La marâtre
Frérot et Soeurette
Frérot prit sa Soeurette par la main en lui disant : "Depuis que
notre mère est morte, nous n'avons plus un seul moment de bon ; tous
les jours, la marâtre nous bat et, si nous voulons nous approcher d'elle,
elle nous repousse à coups de pied. Nous n'avons à manger que
les croûtes de pain qui restent, et le chien, sous la table, est plus
heureux que nous : lui, au moins, il attrape de temps à autre un bon
morceau qu'elle lui jette ! Pitié de Dieu, si notre mère le savait
! Viens-t'en, que nous allions ensemble courir le vaste monde !
Tous les jours, main dans la main, ils cheminèrent à travers champs,
à travers prés, ou encore, parmi les pierres et les cailloux ;
et quand il se mit à pleuvoir, Frérot dit à Soeurette :
"Dieu pleure en même temps que nos cœurs." Au soir, ils
se trouvaient dans une grande forêt et ils étaient si fatigués,
si fatigués par leur lourd chagrin, la faim et le long chemin qu'ils
avaient fait, qu'ils se glissèrent dans le creux d'un arbre et s'endormirent
tout simplement.
Le lendemain, lorsqu'ils se réveillèrent, le soleil était
haut déjà et il faisait bien chaud. "Soeurette, j'ai grand
soif, dit Frérot ; si je savais où trouver une source, j'irais
y boire. Mais, je crois bien que j'entends murmurer un ruisseau." Il prit
Soeurette par la main, et les voilà partis à la recherche du ruisseau.
Or, la marâtre, qui était une sorcière, avait bien vu partir
les deux enfants et les avait suivis en cachette, se glissant derrière
eux comme le font les sorcières ; et elle avait ensorcelé toutes
les sources de la forêt.
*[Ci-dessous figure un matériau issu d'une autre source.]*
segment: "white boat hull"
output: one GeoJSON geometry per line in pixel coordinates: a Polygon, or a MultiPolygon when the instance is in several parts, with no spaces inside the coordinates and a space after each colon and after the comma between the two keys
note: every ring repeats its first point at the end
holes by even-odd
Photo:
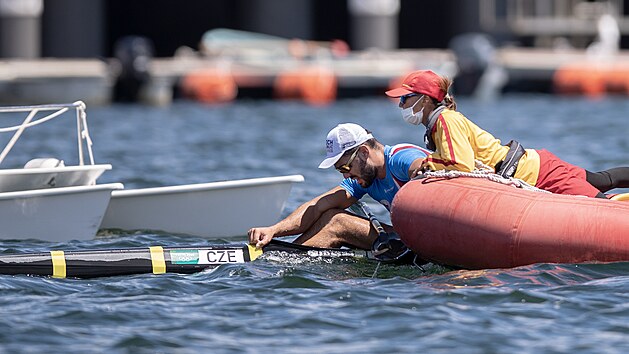
{"type": "Polygon", "coordinates": [[[89,186],[96,184],[96,179],[107,170],[111,170],[111,165],[0,170],[0,192],[89,186]]]}
{"type": "Polygon", "coordinates": [[[293,175],[114,191],[101,229],[242,236],[275,223],[292,184],[303,181],[293,175]]]}
{"type": "Polygon", "coordinates": [[[0,193],[0,238],[92,239],[121,183],[0,193]]]}

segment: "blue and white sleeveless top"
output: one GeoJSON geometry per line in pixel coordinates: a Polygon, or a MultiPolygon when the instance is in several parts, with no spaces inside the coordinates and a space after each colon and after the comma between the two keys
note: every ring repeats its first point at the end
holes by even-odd
{"type": "Polygon", "coordinates": [[[393,197],[398,190],[410,179],[408,170],[413,161],[423,159],[430,155],[430,151],[412,144],[397,144],[394,146],[384,146],[384,160],[387,169],[387,176],[384,179],[374,179],[368,188],[361,187],[358,182],[351,178],[341,181],[343,187],[352,197],[362,198],[365,193],[374,200],[384,205],[391,211],[393,197]]]}

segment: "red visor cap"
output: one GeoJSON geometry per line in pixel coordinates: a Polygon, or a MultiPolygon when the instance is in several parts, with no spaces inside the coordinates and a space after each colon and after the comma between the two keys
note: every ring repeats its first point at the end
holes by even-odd
{"type": "Polygon", "coordinates": [[[440,82],[441,77],[432,70],[413,71],[404,78],[402,87],[389,90],[385,94],[389,97],[400,97],[411,93],[419,93],[428,95],[437,101],[443,101],[446,93],[441,90],[440,82]]]}

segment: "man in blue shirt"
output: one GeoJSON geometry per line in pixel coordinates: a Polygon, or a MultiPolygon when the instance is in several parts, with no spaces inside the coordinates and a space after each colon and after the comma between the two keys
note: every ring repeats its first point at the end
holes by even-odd
{"type": "MultiPolygon", "coordinates": [[[[334,166],[343,174],[341,184],[302,204],[275,225],[250,229],[251,244],[262,248],[273,237],[301,234],[295,243],[371,249],[378,233],[369,220],[345,209],[369,194],[390,210],[397,191],[430,154],[411,144],[383,145],[354,123],[339,124],[328,133],[326,152],[319,168],[334,166]]],[[[392,226],[383,227],[393,232],[392,226]]]]}

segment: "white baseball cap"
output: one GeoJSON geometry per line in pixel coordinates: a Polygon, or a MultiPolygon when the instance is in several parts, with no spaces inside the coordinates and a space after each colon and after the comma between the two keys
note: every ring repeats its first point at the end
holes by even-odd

Quand donc ils arrivèrent près
du joli ruisselet qui cascadait en étincelant sur les pierres, et comme
Frérot voulait y boire, Soeurette entendit l'eau qui chuchotait dans
son murmure : "Le premier qui s'y désaltère est changé
en panthère ; le premier qui s'y désaltère est changé
en panthère…" "Je t'en prie, Frérot, n'y bois pas,
cria-t-elle, sinon tu deviendrais une féroce panthère et tu me
dévorerais !"
Si grand soif qu'il eût, Frérot ne but point et dit : "J'attendrai
une prochaine source." Mais, lorsqu'ils arrivèrent au deuxième
ruisselet, Soeurette entendit comme il murmurait : "Qui boit un coup devient
un loup ; qui boit un coup devient un loup…" "Je t'en supplie,
Frérot, n'y bois pas, sinon tu serais changé en loup et tu me
mangerais." Il ne but point et dit : "J'attendrai jusqu'à la
prochaine source, mais cette fois j'y boirai, quoi que tu puisses dire, parce
que j'ai trop soif !" Et, lorsqu'ils arrivèrent à la troisième
source, Soeurette l'entendit, qui chuchotait dans son murmure : "Qui boit
mon eau est changé en chevreau ; qui boit mon eau est changé en
chevreau…" "Oh, petit frère, je t'en supplie, n'y bois
pas ! N'y bois pas, car tu serais changé en chevreau sauvage et tu t'échapperais
loin de moi ! Or, frérot s'était déjà jeté
à genoux et penché sur la source, où il buvait avidement
; mais, dès qu'il eut mouillé ses lèvres d'une seule goutte,
il n'y eut plus là qu'un petit chevrillard ou, comme on dit, un faon.
Soeurette pleura sur le pauvre petit être ensorcelé, son malheureux
petit frère ; et le petit faon pleurait aussi, tristement assis près
d'elle. "Ne pleure pas, mon cher petit faon, lui dit-elle pour le consoler
: je ne t'abandonnerai jamais." Et elle tira sa jarretière d'or
pour la lui mettre en collier, puis elle tressa une souple laisse d'osier fin
pour le mener et le garder à la main. Elle s'en alla ainsi et s'enfonça
toujours loin, toujours plus profondément dans la forêt ; et, quand
ils eurent marché longtemps, longtemps, ils arrivèrent devant
une maisonnette abandonnée. Soeurette regarda à l'intérieur
et, comme elle était vide, pensa : "Nous pourrions nous installer
ici et y rester. Aussitôt, elle alla chercher des feuilles et de la mousse
pour faire une douce litière au petit faon, et, désormais, chaque
matin, elle s'en alla ramasser, pour elle, des baies sauvages, des racines ou
des noisettes, et, pour le faon, de l'herbe tendre qu'il mangeait dans sa main
; et il se régalait, gambadant gaiement autour d'elle. Le soir, quand
Soeurette était bien fatiguée, elle faisait sa prière et
posait sa tête sur le flanc doux du faon, s'endormant sur ce tiède
oreiller. Ah ! si seulement Frérot avait gardé sa forme humaine,
qu'ils eussent donc été heureux !
Quand ils eurent ainsi vécu au bout d'un long temps dans cette solitude
sauvage, il advint que le roi de la contrée mena une grande chasse à
courre dans la forêt, qui retentit soudain du son du cor, des jappements
heureux des chiens de la meute et des appels joyeux des chasseurs. Pour le jeune
faon, quelle envie et quelle impatience de rentrer dans le jeu ! "Ah !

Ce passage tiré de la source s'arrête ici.